I glance at Aelia, and she frowns.
“Maybe when this is all over, we can…let him go? I know you weren’t best friends, but...” I trail off, not sure what to offer her.
“Come on, we need to get that jacket off and check your wound,” Aelia says, trying to pull me out of the chair.
Emerson is already snoring across the aisle, and Kai is texting, likely Cordi and Mom.
I follow her into the larger of the two bathrooms on the plane, and she shuts the door. There’s plenty of room to move around the shiny walnut-covered room with mirrors at every angle. I flip the sink on and grab a towel from the small cabinet to wipe the blood off of her face.
“Thanks,” she rasps.
I nod, and she reaches for the buttons and zipper on my jacket. Grinning, I help her pull it off, still wincing in the process. “If you wanted to punch our mile-high club card, all you had to do is ask, princess. It’s an immediateyes,“ I tell her.
She rolls her eyes and yanks my jacket down.
“Ow!”
44
Aelia
“I don’t know howyou can be making sex jokes at a time like this,” I grumble at him.
Tossing his jacket to the floor, I lift his shirt sleeve to get a good look at his wound. It’s still bleeding pretty good, but there’s no bullet in his arm.
“It’s just a graze. I told you, not a big deal.”
“The hell it’s not, Liam, this could’ve been a bullet,” I mumble and reach for the hem of his shirt.
“It’s not, princess, it just stings, that’s all,” he says and helps me pull his sweaty t-shirt off.
“You don’t seem to understand this could have been significantly worse,” I say, my voice cracking in the process.
I bite my tongue, trying to swallow the feelings of possibly losing Liam in the Andes mountains as we were trying to get away from a drug cartel. It’s hard to describe the feelings associated with the thought. I know I shouldn’t feel any of them, but I do, and they are almost too much to handle. I love him so much.
Ignoring that thought, I inspect his wound, trying to gauge how bad it is. Of all the things I’ve learned growing up, I also learned how to do stitches. My brothers got hurt a lot during mafia business, and they came to me because my hand was steadier than theirs. It got to the point I kept a large first aid kit in my bathroom because they would show up at all hours of the night to have me patch them up.

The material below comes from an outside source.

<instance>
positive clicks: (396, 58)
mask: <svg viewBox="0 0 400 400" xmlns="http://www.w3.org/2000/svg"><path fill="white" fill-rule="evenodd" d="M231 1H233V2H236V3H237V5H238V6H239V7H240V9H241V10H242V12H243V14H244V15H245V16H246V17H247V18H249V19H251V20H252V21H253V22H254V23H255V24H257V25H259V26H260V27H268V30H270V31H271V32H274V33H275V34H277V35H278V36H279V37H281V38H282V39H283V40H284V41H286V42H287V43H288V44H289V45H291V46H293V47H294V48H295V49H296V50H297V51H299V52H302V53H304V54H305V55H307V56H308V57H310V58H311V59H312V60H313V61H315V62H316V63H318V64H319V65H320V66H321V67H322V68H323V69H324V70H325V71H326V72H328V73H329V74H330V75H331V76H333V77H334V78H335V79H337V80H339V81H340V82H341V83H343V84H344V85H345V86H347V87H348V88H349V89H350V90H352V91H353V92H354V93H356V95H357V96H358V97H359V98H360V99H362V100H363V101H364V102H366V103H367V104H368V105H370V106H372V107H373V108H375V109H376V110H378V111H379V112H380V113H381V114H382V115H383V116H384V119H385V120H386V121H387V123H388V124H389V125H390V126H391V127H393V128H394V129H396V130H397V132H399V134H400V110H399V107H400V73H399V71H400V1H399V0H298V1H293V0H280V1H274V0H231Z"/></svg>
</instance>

Weakness is not something any of us could show our father, so asking him for help if they got grazed, stabbed, or needed a finger reset was not an option. We had to figure it out on our own.

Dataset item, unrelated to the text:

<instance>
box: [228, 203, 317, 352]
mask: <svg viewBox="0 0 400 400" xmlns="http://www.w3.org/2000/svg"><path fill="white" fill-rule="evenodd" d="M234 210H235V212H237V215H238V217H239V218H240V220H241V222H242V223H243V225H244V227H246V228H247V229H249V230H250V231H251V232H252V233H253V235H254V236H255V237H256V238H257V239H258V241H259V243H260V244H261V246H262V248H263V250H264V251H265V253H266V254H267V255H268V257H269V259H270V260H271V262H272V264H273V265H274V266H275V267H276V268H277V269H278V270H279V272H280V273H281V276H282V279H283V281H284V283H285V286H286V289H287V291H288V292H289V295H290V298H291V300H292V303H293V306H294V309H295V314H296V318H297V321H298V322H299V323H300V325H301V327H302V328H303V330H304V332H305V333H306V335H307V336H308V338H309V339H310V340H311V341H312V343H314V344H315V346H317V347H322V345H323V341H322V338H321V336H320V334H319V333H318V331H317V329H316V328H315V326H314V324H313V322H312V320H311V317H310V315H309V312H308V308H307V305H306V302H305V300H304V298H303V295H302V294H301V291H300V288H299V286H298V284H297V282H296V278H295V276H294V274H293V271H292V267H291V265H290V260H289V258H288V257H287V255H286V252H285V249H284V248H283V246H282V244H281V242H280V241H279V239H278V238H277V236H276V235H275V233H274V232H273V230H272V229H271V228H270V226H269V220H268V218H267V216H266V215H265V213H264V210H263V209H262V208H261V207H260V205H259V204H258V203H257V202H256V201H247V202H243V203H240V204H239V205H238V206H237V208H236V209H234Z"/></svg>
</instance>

“I can stitch myself up, princess,” Liam says.
I shake my head, coming back to the present moment. “No, no, it’s fine. I can do it. I used to do it for my brothers all the time.”
“Oh, okay.”
I open the cabinet, looking for their first aid kit under the sink. This one is pretty extensive and includes blood clotting pads and other things I would have never thought to get. “Stay here,” I tell him.
He nods, and I go back to where they were keeping water bottles and grab one, taking it back to the bathroom with me.
I grab a needle and poke it in the bottle a few times. He leans over the sink, and I squeeze the water bottle, spraying the water into his wound. His jaw ticks a couple of times, but he remains still, swallowing the pain. After I’m satisfied with how clean the bullet graze is, I pour peroxide over it and dab it dry. Then I clean my needle, thread it, and start stitching him up.
Liam grits his teeth and stays quiet while I work. “You are very good at this,” he says, wincing.
I pause, looking up. “Thanks, I guess.”